Le programme des Avions de Combat Collaboratifs (CCA) vise à fournir une plateforme létale, robuste, persistante et polyvalente capable d’opérer en mer, en étroite collaboration avec les avions pilotés actuels et futurs tels que le F/A-18E/F Super Hornet, le F-35C Lightning II ou le futur F/A-XX de 6e génération.

Les drones devront être compatibles avec les systèmes de lancement par catapulte et d’appontage par câble des porte-avions. La Marine exige qu’ils soient certifiés en conditions terrestres dans un délai de trois ans après la signature éventuelle du contrat.

En termes d’armement, chaque appareil devra pouvoir transporter quatre munitions externes d’un poids maximal de 2 500 livres (environ 1 135 kg) chacune, offrant un potentiel maximum de 10 000 livres. Une capacité de transport interne des armes est également étudiée afin de réduire la signature radar. Les drones sont aussi attendus pour rester positionnés dans la zone de combat pendant 30 minutes tout en conservant assez de carburant pour un retour sûr vers le porte-avions.

Un plafond de coût fixé à 30 millions de dollars par drone correspond à une volonté d’accessibilité économique, bien en deçà du prix des chasseurs pilotés comme le Super Hornet ou le F-35C, sans compter la formation et l’entretien liés aux pilotes humains.

Le contrôle des drones utilisera le système MD-5 développé initialement pour la gestion du MQ-25 Stingray de Boeing, conçu pour permettre le pilotage autonome d’avions uniques ou la coordination de multiples drones.

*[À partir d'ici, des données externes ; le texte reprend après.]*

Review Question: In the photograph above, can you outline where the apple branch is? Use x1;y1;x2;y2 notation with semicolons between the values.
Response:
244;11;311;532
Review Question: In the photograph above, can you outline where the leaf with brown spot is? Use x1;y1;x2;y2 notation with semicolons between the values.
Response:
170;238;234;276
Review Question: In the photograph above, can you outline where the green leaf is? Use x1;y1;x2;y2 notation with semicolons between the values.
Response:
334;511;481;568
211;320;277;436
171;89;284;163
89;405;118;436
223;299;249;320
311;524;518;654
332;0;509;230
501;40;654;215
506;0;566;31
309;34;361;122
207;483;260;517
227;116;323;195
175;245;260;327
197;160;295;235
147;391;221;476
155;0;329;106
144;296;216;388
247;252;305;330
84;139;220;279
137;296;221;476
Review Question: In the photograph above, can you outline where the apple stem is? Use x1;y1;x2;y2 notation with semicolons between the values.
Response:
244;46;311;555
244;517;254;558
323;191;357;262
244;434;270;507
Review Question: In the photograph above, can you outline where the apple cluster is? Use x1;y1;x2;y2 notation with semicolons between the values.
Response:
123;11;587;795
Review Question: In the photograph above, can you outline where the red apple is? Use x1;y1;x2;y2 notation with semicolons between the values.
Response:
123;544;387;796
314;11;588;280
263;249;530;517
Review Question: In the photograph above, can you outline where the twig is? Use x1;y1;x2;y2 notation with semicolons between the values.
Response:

Plusieurs grands industriels de la défense tels que Anduril, Boeing, General Atomics, Northrop Grumman et Lockheed Martin travaillent déjà sur des concepts liés au programme. Il est à noter que les exigences navales imposent des renforcements structurels et une résistance accrue à la corrosion, notamment pour les phases de lancement par catapulte et les appontages avec arrêt brutal, différenciant ces drones de leurs homologues terrestres développés pour l’US Air Force.

Enfin, cette demande d’information est destinée à évaluer le marché et à préparer un éventuel appel d’offres pour produire deux prototypes fonctionnels lors de la première phase du programme. Les réponses doivent être soumises avant le 18 septembre 2026.